Oh, and you can also use write.table() to append the contents of your data.frame at the end of the file: just set the parameter append to TRUE. This is great whenever you want to “fill” a file in multiple steps (e.g., in a for loop). Remember to suppress the column names if you’re appending content to files because you don’t want them to be repeated throughout the file – simply set col.names = F.

Option 2.2: fwrite()

Is your dataset really huge, like several gigabytes of data? Then try giving fwrite() from the data.table package a spin! It uses multiple CPU cores for writing data. Just like fread() from the same package, it is much much faster for larger files. Another advantage: the row.names parameter is FALSE by default. The most-widely used parameters have the same names as in write.table(). Neat!

library(data.table)
t0 <- Sys.time()
for (i in 1:10) {
  write.table(data,
              file = "writetable.data.csv",
              sep = "\t", row.names = F) }
difftime(Sys.time(), t0)
## Time difference of 2.742357 secs
t1 <- Sys.time()
for (i in 1:10) {
  fwrite(data,
         file = "fwrite-data.csv",
         sep = "\t") }
difftime(Sys.time(), t1)
## Time difference of 0.191942 secs

See that? Even with only 10 replications of writing a rather small dataset to disk, fwrite() has a huge timing advantage (it’s more than 10 times faster!). For a very large dataset, this might come in really handy.

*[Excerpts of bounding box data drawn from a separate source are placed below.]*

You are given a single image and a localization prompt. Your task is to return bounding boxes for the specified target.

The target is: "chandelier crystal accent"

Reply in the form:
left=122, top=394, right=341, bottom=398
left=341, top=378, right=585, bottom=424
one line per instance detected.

Option 3: Save as an Excel file

You might come into a situation where you want to export your dataset to an Excel file. Maybe some colleagues only work with Excel (because you still not managed to convince them switching to R) or you want to use Excel for annotating your dataset with a spreadsheet editor. In this case, you can use the Write.XLS() function from the Write.XLS package. I tried a few packages for writing Excel files and I find this one the most convenient to use.

Let’s try it.

library(WriteXLS)
WriteXLS(data, ExcelFileName = "data.xlsx",
         SheetNames = "my data",
         AdjWidth = T,
         BoldHeaderRow = T)

This is what the resulting Excel file looks like on my machine.

You can save several dataframes in one Excel file by including the names of the objects at the first position. Here, you could replace data with c("data", "data2"). With the parameter SheetNames you can set the names of the data sheets (visible at the bottom of Excel, not included in the screenshot). If you want to write several data.frames into several sheets of the Excel file, you can put several names in a vector here that have to correspond with the names of the objects at the first position.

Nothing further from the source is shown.